16 September 2011, which confirmed the accounts subject to the orders were hopelessly overdrawn, due to Soil Tac stock being entitled to be sold in the ordinary course of business under an exception to the orders. They say they agreed to release the orders because they were simply ineffective, and emphatically deny they were “abandoning” their initial application.

[28] The defendants respond that this is not credible. They note there was

$600,000 worth of Soil Tac stock that had been sold to a third party, but not yet delivered or paid for. The preservation of property order attached to the relevant property, and it was open for the plaintiffs to apply to vary the orders to cover proceeds of sales if title in the property passed to third party purchasers. The plaintiffs did not make any such application.

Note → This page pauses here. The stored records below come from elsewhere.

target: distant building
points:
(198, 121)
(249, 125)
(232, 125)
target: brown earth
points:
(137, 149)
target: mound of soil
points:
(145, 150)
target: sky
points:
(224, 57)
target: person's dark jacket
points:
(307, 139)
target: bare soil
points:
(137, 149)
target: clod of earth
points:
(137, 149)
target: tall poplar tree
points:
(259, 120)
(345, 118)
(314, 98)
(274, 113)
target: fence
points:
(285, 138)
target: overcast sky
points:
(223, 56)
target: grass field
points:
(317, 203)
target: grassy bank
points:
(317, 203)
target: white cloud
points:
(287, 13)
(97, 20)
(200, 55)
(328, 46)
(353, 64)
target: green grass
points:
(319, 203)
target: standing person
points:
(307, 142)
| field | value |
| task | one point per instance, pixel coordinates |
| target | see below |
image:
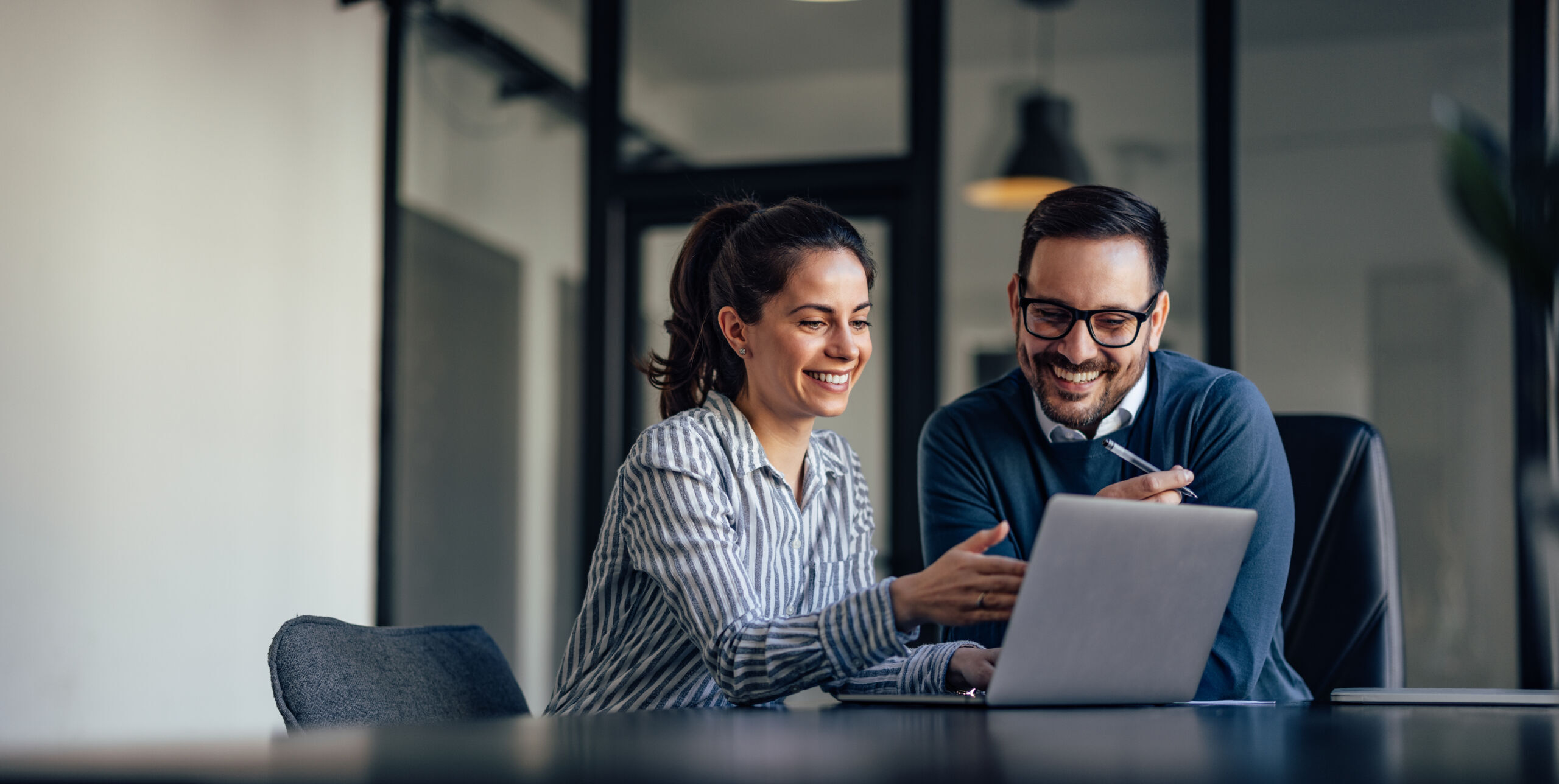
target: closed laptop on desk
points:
(1120, 604)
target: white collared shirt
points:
(1114, 421)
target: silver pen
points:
(1126, 454)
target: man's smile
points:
(1076, 379)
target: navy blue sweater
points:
(983, 460)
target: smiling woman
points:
(735, 563)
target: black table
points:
(861, 744)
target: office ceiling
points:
(741, 40)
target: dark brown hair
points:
(1098, 212)
(738, 254)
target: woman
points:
(735, 562)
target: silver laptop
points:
(1120, 605)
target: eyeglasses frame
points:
(1087, 318)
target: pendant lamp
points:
(1045, 161)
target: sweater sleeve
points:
(956, 501)
(1238, 460)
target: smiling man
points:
(1089, 309)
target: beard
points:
(1117, 384)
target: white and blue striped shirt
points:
(711, 588)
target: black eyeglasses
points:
(1111, 328)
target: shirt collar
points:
(1123, 415)
(747, 454)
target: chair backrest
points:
(326, 672)
(1343, 607)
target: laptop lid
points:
(1120, 604)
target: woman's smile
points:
(834, 382)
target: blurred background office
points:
(242, 382)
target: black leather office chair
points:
(1343, 607)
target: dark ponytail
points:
(738, 254)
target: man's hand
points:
(972, 668)
(1162, 487)
(961, 588)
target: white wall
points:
(189, 292)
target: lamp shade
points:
(1045, 161)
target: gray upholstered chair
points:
(326, 672)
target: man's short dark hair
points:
(1096, 212)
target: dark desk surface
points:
(861, 744)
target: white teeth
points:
(1075, 377)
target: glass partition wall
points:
(1129, 75)
(490, 320)
(1360, 293)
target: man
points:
(1089, 310)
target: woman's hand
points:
(972, 668)
(962, 587)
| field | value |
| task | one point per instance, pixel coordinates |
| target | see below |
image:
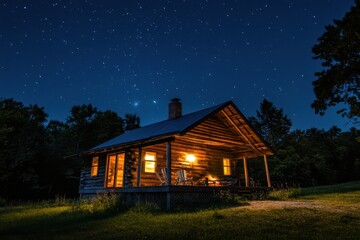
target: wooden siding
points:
(223, 135)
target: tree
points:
(271, 123)
(339, 82)
(22, 143)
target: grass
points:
(340, 220)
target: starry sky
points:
(134, 56)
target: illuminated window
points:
(149, 163)
(226, 163)
(94, 166)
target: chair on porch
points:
(183, 178)
(161, 175)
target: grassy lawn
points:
(339, 218)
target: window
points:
(150, 160)
(94, 166)
(226, 162)
(115, 170)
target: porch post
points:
(246, 173)
(139, 168)
(168, 174)
(168, 163)
(267, 171)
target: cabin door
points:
(115, 170)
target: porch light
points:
(190, 158)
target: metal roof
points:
(168, 127)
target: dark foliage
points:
(32, 154)
(306, 158)
(339, 50)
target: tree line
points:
(32, 149)
(305, 157)
(32, 163)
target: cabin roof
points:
(163, 128)
(183, 124)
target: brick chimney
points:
(175, 108)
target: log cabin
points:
(210, 146)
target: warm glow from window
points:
(115, 170)
(226, 162)
(94, 166)
(190, 158)
(150, 159)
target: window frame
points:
(150, 161)
(94, 171)
(227, 166)
(115, 170)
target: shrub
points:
(60, 200)
(2, 202)
(284, 194)
(145, 208)
(224, 198)
(100, 203)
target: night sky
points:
(134, 56)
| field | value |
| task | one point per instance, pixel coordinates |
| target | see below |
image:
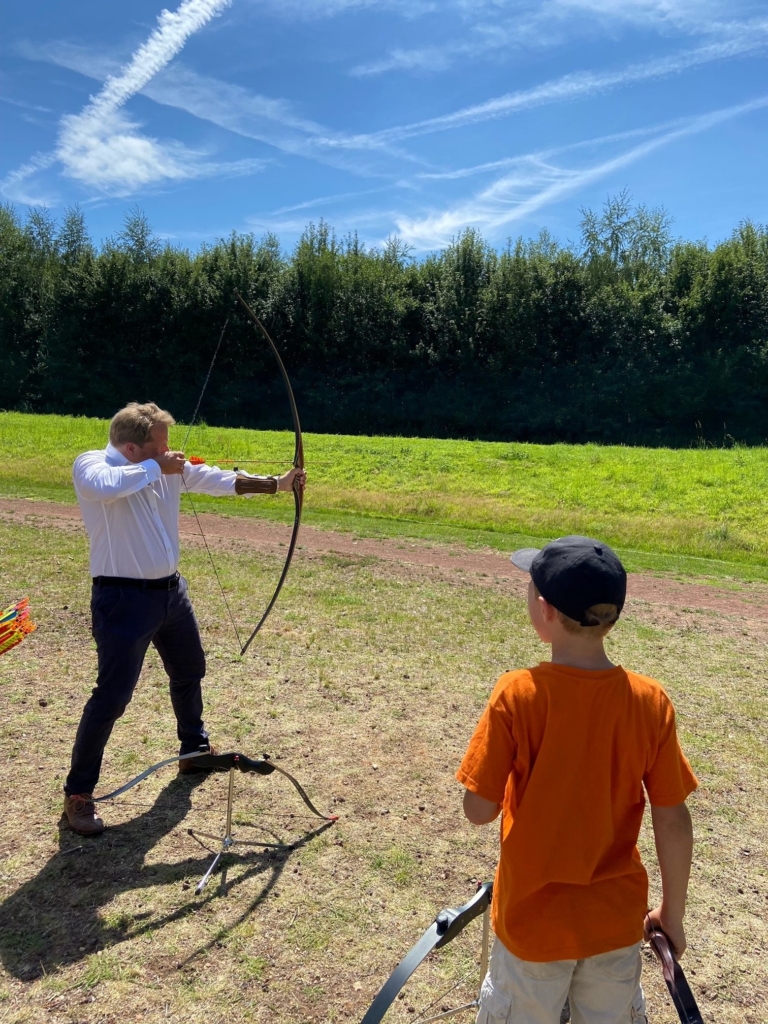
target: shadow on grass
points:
(53, 920)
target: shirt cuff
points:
(153, 470)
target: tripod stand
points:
(241, 763)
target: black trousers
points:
(125, 622)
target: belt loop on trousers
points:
(166, 583)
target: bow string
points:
(222, 762)
(298, 463)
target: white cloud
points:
(273, 122)
(504, 27)
(536, 183)
(15, 184)
(571, 87)
(101, 147)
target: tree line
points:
(628, 336)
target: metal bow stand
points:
(227, 841)
(484, 951)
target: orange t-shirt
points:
(567, 752)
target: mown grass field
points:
(366, 684)
(694, 511)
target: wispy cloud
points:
(501, 28)
(536, 183)
(274, 122)
(101, 146)
(548, 154)
(16, 184)
(574, 86)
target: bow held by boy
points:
(568, 752)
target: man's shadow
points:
(53, 921)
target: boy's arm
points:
(478, 810)
(674, 838)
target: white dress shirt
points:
(130, 511)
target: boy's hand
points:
(478, 810)
(673, 929)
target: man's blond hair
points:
(132, 424)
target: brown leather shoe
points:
(81, 814)
(186, 766)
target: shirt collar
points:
(117, 457)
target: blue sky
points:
(386, 117)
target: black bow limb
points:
(675, 978)
(223, 762)
(444, 929)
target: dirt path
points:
(741, 608)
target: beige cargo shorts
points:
(603, 989)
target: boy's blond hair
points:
(132, 424)
(602, 619)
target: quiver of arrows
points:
(14, 625)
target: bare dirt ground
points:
(365, 685)
(739, 607)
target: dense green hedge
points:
(629, 337)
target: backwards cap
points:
(573, 573)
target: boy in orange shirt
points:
(564, 751)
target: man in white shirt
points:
(129, 497)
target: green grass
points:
(700, 512)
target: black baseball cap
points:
(574, 572)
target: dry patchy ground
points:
(366, 684)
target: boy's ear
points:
(549, 611)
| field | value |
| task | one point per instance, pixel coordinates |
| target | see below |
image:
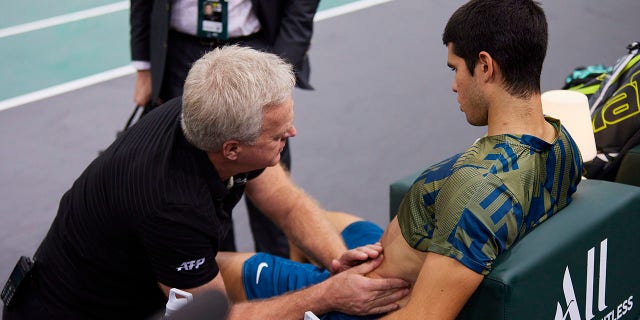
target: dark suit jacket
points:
(287, 27)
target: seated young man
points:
(463, 212)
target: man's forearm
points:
(314, 234)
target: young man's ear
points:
(230, 149)
(487, 65)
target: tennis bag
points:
(615, 111)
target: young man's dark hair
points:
(496, 26)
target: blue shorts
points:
(265, 275)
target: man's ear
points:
(230, 149)
(487, 65)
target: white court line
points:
(66, 87)
(347, 8)
(127, 70)
(58, 20)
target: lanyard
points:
(213, 19)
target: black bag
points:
(615, 113)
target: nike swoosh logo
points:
(260, 267)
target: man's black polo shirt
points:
(150, 209)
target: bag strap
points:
(633, 48)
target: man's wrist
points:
(141, 65)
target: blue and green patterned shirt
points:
(477, 204)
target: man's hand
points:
(355, 257)
(352, 293)
(142, 90)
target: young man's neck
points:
(515, 115)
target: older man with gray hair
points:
(150, 212)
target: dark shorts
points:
(266, 275)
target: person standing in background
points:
(167, 36)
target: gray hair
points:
(225, 94)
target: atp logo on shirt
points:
(190, 265)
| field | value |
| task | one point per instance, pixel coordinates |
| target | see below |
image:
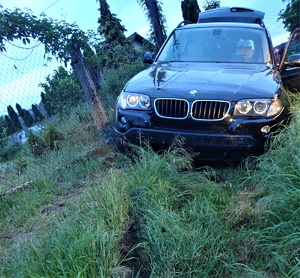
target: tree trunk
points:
(87, 84)
(154, 17)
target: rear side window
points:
(217, 44)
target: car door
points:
(290, 64)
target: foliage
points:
(25, 114)
(53, 138)
(211, 4)
(7, 153)
(62, 92)
(110, 26)
(190, 10)
(162, 217)
(58, 37)
(36, 144)
(153, 10)
(36, 113)
(10, 152)
(9, 125)
(13, 116)
(291, 15)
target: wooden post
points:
(88, 86)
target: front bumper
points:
(207, 145)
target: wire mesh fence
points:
(23, 68)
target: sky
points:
(17, 74)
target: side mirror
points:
(148, 58)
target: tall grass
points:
(93, 218)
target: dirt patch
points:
(133, 265)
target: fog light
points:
(123, 120)
(265, 129)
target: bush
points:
(36, 144)
(53, 138)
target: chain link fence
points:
(23, 68)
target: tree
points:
(9, 125)
(46, 105)
(62, 91)
(25, 114)
(15, 124)
(190, 10)
(291, 15)
(211, 4)
(157, 19)
(65, 41)
(110, 26)
(36, 113)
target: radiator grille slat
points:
(209, 109)
(200, 109)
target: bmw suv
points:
(213, 83)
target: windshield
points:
(217, 44)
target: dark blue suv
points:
(214, 84)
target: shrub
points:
(36, 144)
(53, 138)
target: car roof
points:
(221, 24)
(233, 14)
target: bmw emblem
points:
(193, 92)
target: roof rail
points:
(233, 14)
(183, 23)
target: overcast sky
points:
(16, 77)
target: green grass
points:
(101, 214)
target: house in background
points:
(137, 40)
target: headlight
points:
(258, 107)
(133, 101)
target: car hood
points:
(205, 81)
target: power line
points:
(49, 7)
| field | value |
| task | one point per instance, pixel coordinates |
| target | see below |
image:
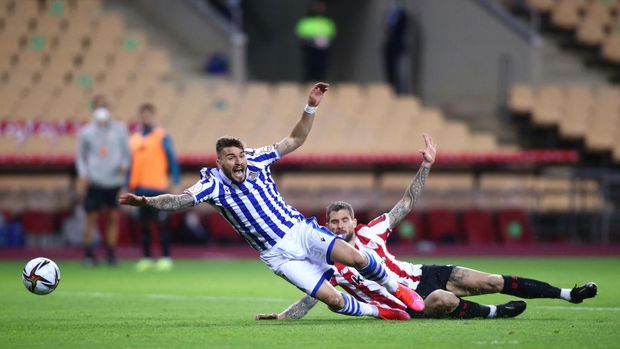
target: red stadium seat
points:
(409, 230)
(515, 228)
(478, 227)
(443, 226)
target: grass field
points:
(211, 304)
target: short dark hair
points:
(337, 206)
(147, 107)
(227, 141)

[29] At this stage, and without further evidence, I am not prepared to go behind counsel for the plaintiffs’ submission that the consent memorandum agreeing to discharge the order was signed on the basis of the letter of 16 September. I am not persuaded that the plaintiffs’ failure to move to freeze Soil Tac’s proceeds reveals an

acceptance that no such application would be successful. Something more is needed. Without further evidence one way or another, it cannot be said that, on the balance of probabilities, the claim the plaintiffs honestly believed there was a real risk of dissipation “lacked merit” sufficient to engage r 14.6.

Inappropriate and oppressive

[30] It follows from the rejection of the first two grounds that the initial freezing order application cannot be said to have been inappropriate or oppressive. On the evidence before me, the defendants have not persuaded me that material information was not before the court, or that the plaintiffs pursued arguments that were without merit. It appears the plaintiffs were not trying to obstruct the defendants’ business; they genuinely believed there was a real risk the defendants might have dissipated their assets.

Conclusion

[31] The defendants’ application accordingly fails. Costs will be reserved until after the determination of the substantive matter.

[32] Costs for this application will also be reserved.


Williams J


[1] Holdfast NZ Ltd v Selleys Ltd [2005] NZCA 302; (2005) 17 PRNZ 897 (CA).